Life Through Dance
Suck It Up
By Elizabeth Dickinson
There are several places in my smooth routines where I stand on one leg, leaning forward, back arched, with my other leg extended high in the air behind me. Sometimes my arms are held behind me or I am connected to my partner by one arm as I am being spun backward. To transition to the next step, I have to return to neutral, which usually means lowering my extended leg and making my torso vertical again. It feels quite vulnerable, and I find it challenging to perform this consistently well.
My teacher reminded me to use my lower abdominal muscles to power the return to vertical. Using these muscles literally feels like sucking my internal organs up against my spine, but somehow it works. Using those muscles makes me more stable and balanced and makes it easier to execute difficult movements.
In life, to suck it up means to endure something without complaining. I’ve never been a big fan of the phrase when it’s used to shut someone down; it sounds utterly devoid of sympathy. But there are times in life when the only way you can endure something difficult is by toughing it out.
When you are alone in a situation and far from your home territory, or your usual supports are absent because of business or illness, or when you’re pursuing a goal no one in your circle understands, you have to suck it up and get on with it.
My English mother was a survivor of the World War II German blitz. She rarely spoke in detail about the bombings, but sucking it up could summarize much of her public expectations of life. “Never explain or complain,” she liked to say.
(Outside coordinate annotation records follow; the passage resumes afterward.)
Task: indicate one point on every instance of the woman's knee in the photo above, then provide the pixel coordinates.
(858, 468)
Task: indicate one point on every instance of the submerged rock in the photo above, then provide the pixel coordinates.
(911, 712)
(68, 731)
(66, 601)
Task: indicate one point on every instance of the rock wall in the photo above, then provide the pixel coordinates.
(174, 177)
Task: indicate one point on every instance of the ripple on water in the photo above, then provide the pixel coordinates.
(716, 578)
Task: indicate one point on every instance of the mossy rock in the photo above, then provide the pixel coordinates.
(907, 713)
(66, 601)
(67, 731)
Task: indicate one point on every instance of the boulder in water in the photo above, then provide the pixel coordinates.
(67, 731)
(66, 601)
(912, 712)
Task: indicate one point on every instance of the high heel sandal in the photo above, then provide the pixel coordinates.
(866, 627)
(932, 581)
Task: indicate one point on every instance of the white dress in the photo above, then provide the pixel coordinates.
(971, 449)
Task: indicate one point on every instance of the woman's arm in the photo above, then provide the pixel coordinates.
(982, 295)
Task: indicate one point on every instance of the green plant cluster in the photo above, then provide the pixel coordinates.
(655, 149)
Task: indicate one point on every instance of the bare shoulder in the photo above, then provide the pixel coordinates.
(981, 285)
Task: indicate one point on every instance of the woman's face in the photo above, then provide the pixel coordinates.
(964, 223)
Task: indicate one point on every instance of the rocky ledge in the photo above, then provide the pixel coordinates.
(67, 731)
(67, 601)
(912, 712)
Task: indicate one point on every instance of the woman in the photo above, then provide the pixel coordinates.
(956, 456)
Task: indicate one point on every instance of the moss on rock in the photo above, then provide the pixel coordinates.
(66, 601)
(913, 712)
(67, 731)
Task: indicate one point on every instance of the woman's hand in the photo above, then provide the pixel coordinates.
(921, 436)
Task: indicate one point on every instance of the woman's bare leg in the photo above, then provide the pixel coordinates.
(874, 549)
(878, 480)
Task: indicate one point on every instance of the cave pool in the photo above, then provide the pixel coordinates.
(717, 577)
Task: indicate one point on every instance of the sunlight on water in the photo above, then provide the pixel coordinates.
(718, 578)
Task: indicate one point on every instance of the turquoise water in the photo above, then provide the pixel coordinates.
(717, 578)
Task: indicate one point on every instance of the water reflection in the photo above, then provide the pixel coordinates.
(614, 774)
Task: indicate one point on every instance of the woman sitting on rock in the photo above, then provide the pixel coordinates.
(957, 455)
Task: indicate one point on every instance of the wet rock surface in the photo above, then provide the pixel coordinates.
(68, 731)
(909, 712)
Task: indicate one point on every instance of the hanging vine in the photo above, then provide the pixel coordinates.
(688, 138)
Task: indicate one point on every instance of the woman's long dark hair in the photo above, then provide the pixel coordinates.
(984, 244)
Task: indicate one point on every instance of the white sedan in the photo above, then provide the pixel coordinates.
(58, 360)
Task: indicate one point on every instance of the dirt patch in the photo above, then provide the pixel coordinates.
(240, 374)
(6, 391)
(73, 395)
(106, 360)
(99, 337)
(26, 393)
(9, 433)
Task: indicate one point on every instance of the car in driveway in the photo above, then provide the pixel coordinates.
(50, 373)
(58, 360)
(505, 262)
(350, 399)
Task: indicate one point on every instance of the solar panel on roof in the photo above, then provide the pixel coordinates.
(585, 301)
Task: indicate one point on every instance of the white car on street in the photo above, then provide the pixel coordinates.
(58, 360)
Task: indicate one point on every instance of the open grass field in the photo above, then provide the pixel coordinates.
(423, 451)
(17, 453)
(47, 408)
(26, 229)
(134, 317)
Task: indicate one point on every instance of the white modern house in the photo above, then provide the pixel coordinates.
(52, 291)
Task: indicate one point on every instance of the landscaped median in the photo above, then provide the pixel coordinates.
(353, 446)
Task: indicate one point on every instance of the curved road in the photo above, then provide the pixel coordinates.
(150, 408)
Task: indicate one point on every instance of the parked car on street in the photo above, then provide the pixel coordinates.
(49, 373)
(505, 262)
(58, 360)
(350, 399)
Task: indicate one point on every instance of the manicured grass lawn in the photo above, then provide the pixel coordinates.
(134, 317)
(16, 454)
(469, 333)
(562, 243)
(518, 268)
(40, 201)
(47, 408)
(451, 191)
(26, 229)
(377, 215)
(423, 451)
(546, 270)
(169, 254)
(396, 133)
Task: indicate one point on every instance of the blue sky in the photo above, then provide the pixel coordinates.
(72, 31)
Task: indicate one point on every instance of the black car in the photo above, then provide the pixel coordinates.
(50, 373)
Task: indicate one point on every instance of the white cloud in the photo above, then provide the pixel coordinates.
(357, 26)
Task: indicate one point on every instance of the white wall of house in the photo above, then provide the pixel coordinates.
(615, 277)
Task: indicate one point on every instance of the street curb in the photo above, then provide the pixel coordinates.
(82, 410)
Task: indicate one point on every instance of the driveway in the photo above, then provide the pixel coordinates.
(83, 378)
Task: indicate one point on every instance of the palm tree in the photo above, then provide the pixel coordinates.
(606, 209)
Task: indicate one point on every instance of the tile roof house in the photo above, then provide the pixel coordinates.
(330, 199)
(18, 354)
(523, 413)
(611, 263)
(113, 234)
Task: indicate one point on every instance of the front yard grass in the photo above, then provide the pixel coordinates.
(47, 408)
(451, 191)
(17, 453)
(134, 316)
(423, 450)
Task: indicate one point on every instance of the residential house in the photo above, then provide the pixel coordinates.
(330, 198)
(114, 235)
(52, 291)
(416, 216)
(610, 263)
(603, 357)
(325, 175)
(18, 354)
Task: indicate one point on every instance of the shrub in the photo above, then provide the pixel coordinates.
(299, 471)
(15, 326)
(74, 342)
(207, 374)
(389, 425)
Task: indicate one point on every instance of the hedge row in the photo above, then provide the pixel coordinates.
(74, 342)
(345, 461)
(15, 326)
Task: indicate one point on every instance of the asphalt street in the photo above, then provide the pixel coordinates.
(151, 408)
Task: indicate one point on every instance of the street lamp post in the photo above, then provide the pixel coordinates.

Somehow there needs to be balance between falling apart and sucking it up. There will always be times in life that require us to be quiet, to process things on our own that are too intimate, too vulnerable to share with others. Sometimes the only way we can get up and restore balance is to reach down into our insides and use our deepest hidden muscles, finding an honorable way to suck it up.
May we pursue our paths knowing when and where to tough it out.